Creation of a new directory ' lang '. In this directory would be files of type XX.py \(XX there being the code ISO 639 of the language\). Thus this directory will contain 1 file by existing code of language.

When the various programs want to post a message on the console, the order used is very often ' wikipedia.output ' or ' wikipedia.input '. The work of this order would be to call the xx.py file with the number of the message to be sent back in parameter, the choice of the xx would be given by the mylang variable to user-config.py

The xx.py file would send then the message to be posted\(shown\) by taking into account various variables of type %s \(or other\) naturally 

Example:
In user-config.py, I have " mylang = ' fr ' "
Replace.py in the line 375 contains the command " wikipedia.input \(u' Please enter the new text: '\) ", 
The new system would code " wikipedia.input \(u' Please enter the new text: '\) "by" wikipedia.input.message \(284\) " call thus lang/fr.py and would ask it to return it the message n° 284 which would be " s'il vous plais, entrez le nouveaux texte : ".

Here we are, by hoping to have understood my demand.  
I thank you for your listening
Comment 1 Kunal Mehta (Legoktm) 2013-10-05 04:25:19 UTC
Logged In: YES 
user\_id=880694
Originator: NO

Your approach works for static strings like wikipedia.input\(u'Please enter the new text: '\), but it doesn't work for dynamic ones like output\(u'Page %s moved to %s' % \(self.title\(\), newtitle\)\).

Instead, we could use gettext: http://docs.python.org/lib/module-gettext.html

What do you think?
Comment 2 Kunal Mehta (Legoktm) 2013-10-05 04:25:21 UTC
- **labels**: 745454 -->
Comment 3 Kunal Mehta (Legoktm) 2013-10-05 04:25:23 UTC
Logged In: YES 
user\_id=687283
Originator: NO

I have no idea if gettext is usable on non-unix platforms, and whether it allows to use locally saved translations. If it does, I think we might give it a try. We would need to change all 'text %s %s' % \(self.title\(\), newtitle\) commands to their dictionary relatives, 'text %\(title\)s %\(newtitle\)s' % \{'title': self.title\(\), 'newtitle': newtitle\). Not a small job, but doable, I suppose.

If gettext is not \(easily\) available on win32, we might write our own system.
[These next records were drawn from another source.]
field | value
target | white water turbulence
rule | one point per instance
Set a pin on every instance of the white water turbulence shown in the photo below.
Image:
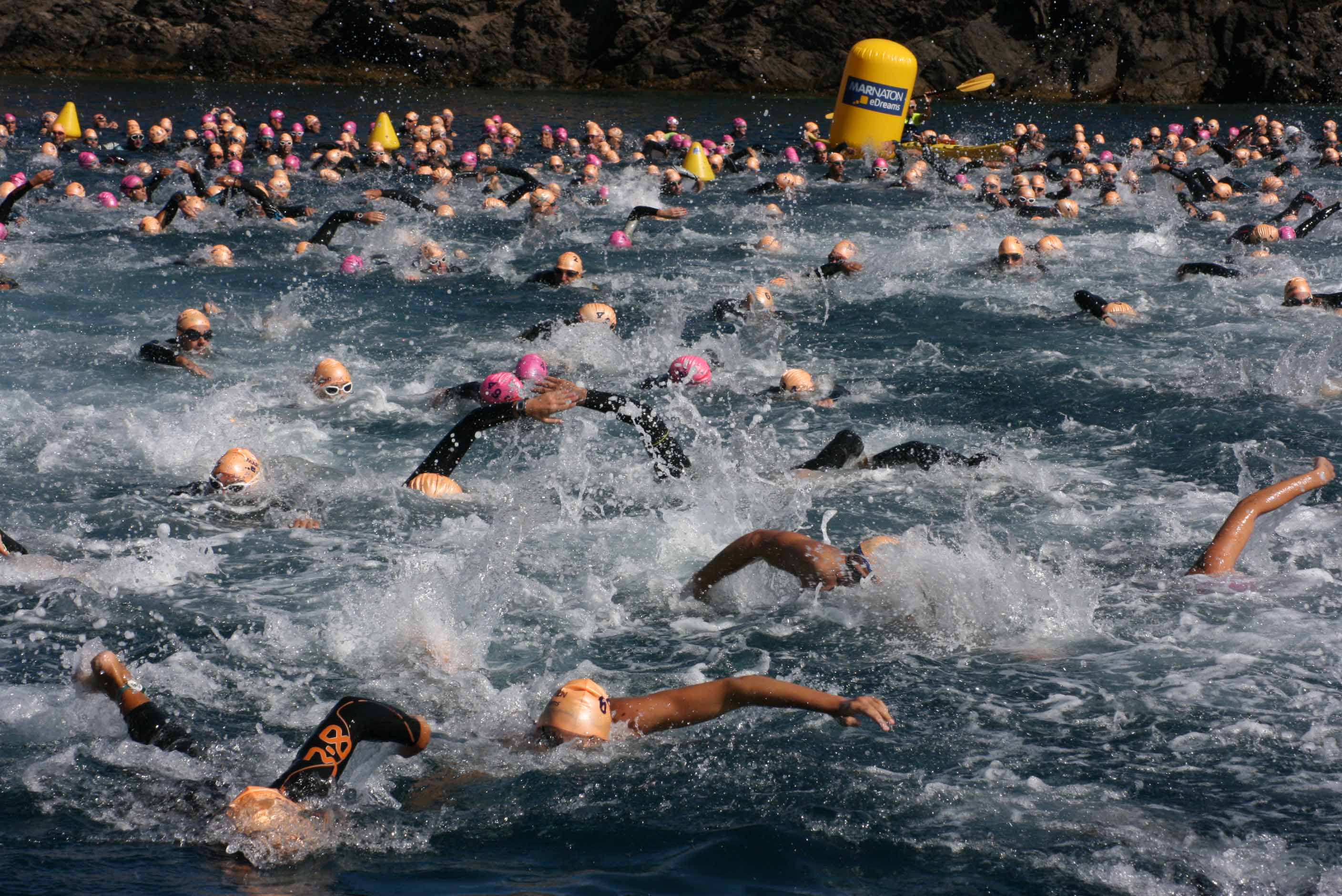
(1074, 715)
I do not like the idea of using integers though ;\)
Comment 4 Kunal Mehta (Legoktm) 2013-10-05 04:25:25 UTC
Logged In: YES 
user\_id=855050
Originator: NO

A good idea; however, it should be implemented using the standard Python 'gettext' module, rather than reinventing the wheel.
Comment 5 Kunal Mehta (Legoktm) 2013-10-05 04:25:27 UTC
Logged In: YES 
user\_id=880694
Originator: NO

Current status:

I have changed the text colorization system so that it is now possible to internationalize colorized strings.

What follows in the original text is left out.